[Cryptography] RAM memories as one source of entropy

Dennis E. Hamilton dennis.hamilton at acm.org
Sat Feb 15 20:45:52 EST 2014


RE: Jerry Leichter
Sent: Saturday, February 15, 2014 11:28
Subject: Re: [Cryptography] RAM memories as one source of entropy

On Feb 15, 2014, at 1:56 PM, Theodore Ts'o wrote:
> IBM Power servers may have already beaten you to this.  Indeed, with
> the publically available interfaces, it is impossible to get access to
> the raw CPU; the BIOS is always running as a hypervisor.
One might argue that the Burroughs "Algol" machines of the 1960's were way ahead on this.  (The lowest level documented interface was a simplified/extended for systems programming purposes form of Algol.)

REPLY:
Umm, not so fast.  The hardware instruction set of the B5000/5500 was known.  There were ways to use it, even though this is probably the first machine where "assembly language" was not the common choice for good-performance programming. I have never examined ESPOL to see how it extends versus diverges from its ALGOL inspiration -- there were features in the hardware that seem to have impeded full handling of ALGOL.  ESPOL was definitely the software-development language of choice, but ALGOL (and COBOL) were the preferred application-development languages, as I recall.  Considering the machine architecture, ESPOL would be to the hardware essentially like the relationship of C Language its typical platforms.
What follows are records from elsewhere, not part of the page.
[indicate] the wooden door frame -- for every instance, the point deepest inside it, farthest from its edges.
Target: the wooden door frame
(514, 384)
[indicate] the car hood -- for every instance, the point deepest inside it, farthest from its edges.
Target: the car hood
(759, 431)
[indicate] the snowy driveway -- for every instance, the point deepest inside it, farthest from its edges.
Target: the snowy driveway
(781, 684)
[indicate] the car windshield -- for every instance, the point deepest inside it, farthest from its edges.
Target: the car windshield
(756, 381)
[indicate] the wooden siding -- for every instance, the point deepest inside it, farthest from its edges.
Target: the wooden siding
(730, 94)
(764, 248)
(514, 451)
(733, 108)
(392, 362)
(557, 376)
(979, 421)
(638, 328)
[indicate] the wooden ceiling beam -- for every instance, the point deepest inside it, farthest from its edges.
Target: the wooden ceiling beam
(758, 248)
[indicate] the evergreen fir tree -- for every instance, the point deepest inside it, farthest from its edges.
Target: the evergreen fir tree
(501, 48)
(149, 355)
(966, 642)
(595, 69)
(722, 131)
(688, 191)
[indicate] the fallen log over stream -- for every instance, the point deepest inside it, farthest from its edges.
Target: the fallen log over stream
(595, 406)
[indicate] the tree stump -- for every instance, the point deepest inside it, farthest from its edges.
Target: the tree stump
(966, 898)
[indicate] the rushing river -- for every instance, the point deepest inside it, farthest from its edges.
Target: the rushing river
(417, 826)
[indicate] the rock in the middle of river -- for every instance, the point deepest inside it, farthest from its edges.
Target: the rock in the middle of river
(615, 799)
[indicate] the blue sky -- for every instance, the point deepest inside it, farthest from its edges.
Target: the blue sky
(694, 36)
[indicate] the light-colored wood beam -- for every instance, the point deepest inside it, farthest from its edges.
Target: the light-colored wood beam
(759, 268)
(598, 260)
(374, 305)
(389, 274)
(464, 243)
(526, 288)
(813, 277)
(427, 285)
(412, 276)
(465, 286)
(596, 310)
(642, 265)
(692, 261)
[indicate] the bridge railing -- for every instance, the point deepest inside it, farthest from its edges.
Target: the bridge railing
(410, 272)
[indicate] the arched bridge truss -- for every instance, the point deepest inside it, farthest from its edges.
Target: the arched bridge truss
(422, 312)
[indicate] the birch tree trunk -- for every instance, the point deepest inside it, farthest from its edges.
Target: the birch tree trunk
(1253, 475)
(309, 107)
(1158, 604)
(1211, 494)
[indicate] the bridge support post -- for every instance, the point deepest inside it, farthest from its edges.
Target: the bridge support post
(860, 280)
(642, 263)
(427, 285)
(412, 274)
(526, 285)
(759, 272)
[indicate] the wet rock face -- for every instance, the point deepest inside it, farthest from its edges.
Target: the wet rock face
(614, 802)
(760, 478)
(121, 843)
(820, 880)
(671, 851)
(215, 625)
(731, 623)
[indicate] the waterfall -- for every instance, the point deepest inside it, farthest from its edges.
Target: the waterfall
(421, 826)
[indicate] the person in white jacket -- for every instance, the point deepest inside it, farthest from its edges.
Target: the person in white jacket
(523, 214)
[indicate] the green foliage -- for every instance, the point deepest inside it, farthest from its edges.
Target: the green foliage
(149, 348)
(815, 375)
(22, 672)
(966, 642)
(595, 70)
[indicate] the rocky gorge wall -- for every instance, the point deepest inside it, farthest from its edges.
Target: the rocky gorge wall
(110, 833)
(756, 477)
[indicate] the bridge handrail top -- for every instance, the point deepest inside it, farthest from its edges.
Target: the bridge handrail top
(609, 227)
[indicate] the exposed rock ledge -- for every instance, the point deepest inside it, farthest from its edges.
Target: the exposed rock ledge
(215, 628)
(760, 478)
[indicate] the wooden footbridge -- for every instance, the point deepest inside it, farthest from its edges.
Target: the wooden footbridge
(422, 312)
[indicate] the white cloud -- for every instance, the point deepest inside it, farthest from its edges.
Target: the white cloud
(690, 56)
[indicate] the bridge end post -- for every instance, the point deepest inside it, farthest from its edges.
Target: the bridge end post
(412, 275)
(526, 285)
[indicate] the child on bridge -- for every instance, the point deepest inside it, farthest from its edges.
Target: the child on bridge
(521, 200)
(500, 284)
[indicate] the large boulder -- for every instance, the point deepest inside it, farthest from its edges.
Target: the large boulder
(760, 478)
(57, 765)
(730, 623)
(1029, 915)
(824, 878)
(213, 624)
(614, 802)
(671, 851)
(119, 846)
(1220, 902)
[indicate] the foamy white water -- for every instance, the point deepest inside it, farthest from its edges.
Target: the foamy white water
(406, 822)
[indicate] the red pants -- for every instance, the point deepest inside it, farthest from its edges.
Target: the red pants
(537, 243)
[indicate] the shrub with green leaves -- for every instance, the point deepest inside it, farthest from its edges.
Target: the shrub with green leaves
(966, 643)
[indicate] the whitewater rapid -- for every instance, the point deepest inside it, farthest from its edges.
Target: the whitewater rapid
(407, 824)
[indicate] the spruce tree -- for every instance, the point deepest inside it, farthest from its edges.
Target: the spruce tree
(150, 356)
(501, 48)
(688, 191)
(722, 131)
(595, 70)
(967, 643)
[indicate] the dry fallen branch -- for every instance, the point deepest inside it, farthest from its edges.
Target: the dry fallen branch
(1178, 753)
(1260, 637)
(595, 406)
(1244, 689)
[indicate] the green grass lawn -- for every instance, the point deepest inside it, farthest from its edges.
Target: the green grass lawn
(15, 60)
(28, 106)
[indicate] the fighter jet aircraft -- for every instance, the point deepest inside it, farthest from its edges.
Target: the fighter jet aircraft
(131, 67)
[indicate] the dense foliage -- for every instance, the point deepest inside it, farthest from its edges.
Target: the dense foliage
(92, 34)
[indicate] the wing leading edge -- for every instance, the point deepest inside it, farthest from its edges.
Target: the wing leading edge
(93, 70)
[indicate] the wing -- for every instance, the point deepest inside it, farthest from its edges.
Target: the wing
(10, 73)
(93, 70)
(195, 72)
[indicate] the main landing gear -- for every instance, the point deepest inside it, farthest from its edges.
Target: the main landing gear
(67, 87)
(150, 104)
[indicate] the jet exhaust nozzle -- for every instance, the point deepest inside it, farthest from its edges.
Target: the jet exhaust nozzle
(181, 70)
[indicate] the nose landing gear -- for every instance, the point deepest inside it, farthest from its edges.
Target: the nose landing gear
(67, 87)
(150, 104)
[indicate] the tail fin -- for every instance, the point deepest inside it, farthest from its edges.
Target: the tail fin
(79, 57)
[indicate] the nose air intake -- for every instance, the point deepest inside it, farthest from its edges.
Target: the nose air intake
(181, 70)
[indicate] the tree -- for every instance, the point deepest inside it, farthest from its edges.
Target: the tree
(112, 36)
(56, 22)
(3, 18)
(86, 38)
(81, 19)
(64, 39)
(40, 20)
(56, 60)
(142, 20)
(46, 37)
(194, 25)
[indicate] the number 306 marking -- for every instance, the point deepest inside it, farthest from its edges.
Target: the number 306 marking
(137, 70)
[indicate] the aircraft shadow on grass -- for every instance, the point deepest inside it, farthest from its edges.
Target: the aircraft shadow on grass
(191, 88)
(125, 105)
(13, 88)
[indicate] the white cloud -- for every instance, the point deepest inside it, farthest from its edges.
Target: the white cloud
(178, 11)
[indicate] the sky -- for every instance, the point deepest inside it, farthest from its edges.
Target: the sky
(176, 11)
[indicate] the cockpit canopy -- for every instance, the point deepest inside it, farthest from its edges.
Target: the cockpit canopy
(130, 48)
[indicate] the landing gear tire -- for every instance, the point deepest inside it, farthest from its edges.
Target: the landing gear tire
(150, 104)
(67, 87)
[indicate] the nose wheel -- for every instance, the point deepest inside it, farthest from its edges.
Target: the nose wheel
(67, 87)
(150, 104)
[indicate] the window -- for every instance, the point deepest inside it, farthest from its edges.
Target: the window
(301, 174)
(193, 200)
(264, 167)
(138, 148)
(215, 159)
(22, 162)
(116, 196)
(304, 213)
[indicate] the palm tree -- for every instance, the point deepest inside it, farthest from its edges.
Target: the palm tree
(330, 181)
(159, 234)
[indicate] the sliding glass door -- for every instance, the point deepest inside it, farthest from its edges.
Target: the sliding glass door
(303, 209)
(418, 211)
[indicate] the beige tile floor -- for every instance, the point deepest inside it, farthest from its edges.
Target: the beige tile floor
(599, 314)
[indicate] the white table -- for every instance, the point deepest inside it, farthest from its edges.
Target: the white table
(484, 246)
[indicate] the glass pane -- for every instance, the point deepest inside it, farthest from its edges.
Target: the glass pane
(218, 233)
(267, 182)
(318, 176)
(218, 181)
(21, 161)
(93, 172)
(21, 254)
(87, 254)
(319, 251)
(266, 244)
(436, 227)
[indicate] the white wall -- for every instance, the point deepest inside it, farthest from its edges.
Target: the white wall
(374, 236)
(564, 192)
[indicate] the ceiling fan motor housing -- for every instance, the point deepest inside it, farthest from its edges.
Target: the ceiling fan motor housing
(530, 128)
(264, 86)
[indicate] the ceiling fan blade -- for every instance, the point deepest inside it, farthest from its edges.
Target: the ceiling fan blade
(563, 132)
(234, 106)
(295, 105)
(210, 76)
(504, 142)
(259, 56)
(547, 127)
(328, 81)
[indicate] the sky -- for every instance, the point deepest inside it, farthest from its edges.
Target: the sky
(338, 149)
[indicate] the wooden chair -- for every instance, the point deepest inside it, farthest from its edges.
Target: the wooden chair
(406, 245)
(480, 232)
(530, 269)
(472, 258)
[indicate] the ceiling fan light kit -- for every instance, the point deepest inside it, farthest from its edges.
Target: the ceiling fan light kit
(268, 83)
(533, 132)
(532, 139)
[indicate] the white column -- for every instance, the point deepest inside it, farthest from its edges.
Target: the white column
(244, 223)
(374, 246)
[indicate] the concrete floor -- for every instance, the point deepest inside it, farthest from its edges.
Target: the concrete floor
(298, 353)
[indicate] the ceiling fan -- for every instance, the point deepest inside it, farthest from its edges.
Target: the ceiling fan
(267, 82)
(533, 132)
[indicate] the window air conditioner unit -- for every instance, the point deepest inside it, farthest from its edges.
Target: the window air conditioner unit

I agree that all of the process isolation probably prevented access to the "sources" that one would require for some sort of entropy gathering.  That might not be an absolute limitation, but the fact that they are server systems also limits what kinds of peripheral activities one might be able to rely upon.

 - Dennis

FURTHER MUSINGS

The architectures had three innovative qualities that are now achieved differently: (1) Use of reverse-polish and a pushdown stack for evaluation, (2) use of descriptors and tagged memory for data access that provided both typing and a basis for memory protection, data relocation, garbage collection, and swapping to a backing store and (3) use of a procedure invocation and instruction-sequence mechanism that achieved pure procedures, re-entrance, and dynamic handling of procedural scoping (though not quite what Algol required to work perfectly).  

As the architectures were extended and grown, there was an amazing amount of performance improvement by caching of various kinds, along with other support for multiple processors and shared memory.  The use of microcode is also a big factor.

The current Unisys Clearpath systems seem to preserve those ideas, now including ability to present different microcoded/emulated/virtualized hardware architectures (including native Java Machine) to running applications.  Emulation is often done atop multi-processors on Intel these days.  There is a developer's version that runs on Windows 7.  The Master Control Program (MCP) that was built as the operating system and service stack atop the B5000 (the first commercial OS written entirely in non-assembly system-programming language, ESPOL) survives.  ESPOL itself survives as the language NEWP. 

Finally, when ALGOL is mentioned, it is the Burroughs/Unisys version, not the ALGOL standard.  NEWP is not a superset but a subset with additional extensions for system development.  There are some pretty-low-level primitive operations.